Di quei “pezzi” indimenticabili scritti da inviata del suo giornale al Festival di Spoleto, «del quale ha saputo raccontare per decenni con grazia e competenza scena, retroscena, costume» ha parlato anche Walter Verini, giornalista professionista, deputato e orgoglioso “Sangiacomino” (lo storico quartiere San Giacomo) della cronista tifernate. «Eliana se ne è andata in punta di piedi, dopo qualche anno di congedo dalla vita pubblica – ha concluso Verini – è giusto ricordarla come una protagonista vera della vita locale e regionale. E sarà giusto e facile non dimenticarla». Gianni Novello per il Festival delle Nazioni, Paolo Chiavacci, in ricordo delle storiche arti grafiche, Floriana Renghi per la Croce Rossa Italiana, Don Andrea Czortek per la Diocesi tifernate, Silvia Mercati per il Rotary, Dino Marinelli, amico fraterno e cantore della storia cittadina, Valeria Ciangottini, Paolo Duccio Ducci, Luigi Chieli per il Circolo Culturale “Luigi Angelini”, Mario Tosti e Mario Lepri, che l’ha immortalata nel suo bellissimo libro, “Il Volto della città”, si sono alternati ancora attraverso aneddoti e ricordi toccanti.
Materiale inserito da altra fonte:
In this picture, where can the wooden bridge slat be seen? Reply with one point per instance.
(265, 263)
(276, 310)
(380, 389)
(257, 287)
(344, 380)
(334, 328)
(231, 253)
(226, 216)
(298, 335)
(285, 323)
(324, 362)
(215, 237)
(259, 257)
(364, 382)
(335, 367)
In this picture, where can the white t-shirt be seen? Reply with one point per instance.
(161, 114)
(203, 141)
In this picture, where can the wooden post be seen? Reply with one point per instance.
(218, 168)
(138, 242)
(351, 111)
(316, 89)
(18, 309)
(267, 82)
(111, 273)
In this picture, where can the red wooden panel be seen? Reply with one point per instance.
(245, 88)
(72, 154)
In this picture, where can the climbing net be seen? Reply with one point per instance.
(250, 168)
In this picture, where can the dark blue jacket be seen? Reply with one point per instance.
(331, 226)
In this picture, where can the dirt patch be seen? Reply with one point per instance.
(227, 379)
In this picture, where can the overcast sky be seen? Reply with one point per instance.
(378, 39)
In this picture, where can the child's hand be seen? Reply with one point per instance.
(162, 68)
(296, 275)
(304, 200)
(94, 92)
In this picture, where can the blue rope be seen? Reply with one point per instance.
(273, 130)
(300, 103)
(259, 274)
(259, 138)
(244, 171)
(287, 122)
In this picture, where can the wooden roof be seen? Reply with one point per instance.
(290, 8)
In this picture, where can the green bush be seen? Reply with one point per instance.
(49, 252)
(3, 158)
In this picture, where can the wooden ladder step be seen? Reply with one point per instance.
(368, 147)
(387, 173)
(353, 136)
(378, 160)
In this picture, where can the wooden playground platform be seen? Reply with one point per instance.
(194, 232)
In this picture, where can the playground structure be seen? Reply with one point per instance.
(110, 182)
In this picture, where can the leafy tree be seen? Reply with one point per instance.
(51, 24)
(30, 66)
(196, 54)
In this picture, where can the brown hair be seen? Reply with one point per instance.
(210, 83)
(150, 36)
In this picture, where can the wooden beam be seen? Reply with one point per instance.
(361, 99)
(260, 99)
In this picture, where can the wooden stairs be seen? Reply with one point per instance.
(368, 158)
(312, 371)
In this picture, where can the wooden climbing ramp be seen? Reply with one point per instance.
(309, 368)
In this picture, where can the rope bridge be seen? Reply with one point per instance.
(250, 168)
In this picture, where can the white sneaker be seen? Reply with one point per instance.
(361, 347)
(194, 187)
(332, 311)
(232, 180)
Al termine, il nipote Giacomo Pirazzoli a nome della famiglia (la mamma Anna e il fratello Michele) ha ringraziato gli organizzatori di questa spontanea iniziativa, in particolare Ordine regionale dei giornalisti e Comune di Città di Castello, per aver fatto rivivere la figura di Eliana nel luogo simbolo della sua comunità, nella casa di tutti i cittadini a pochi passi dal suo rione dalla sua famiglia e dalla sua comunità che amava e raccontava con orgoglio attraverso il suo giornale.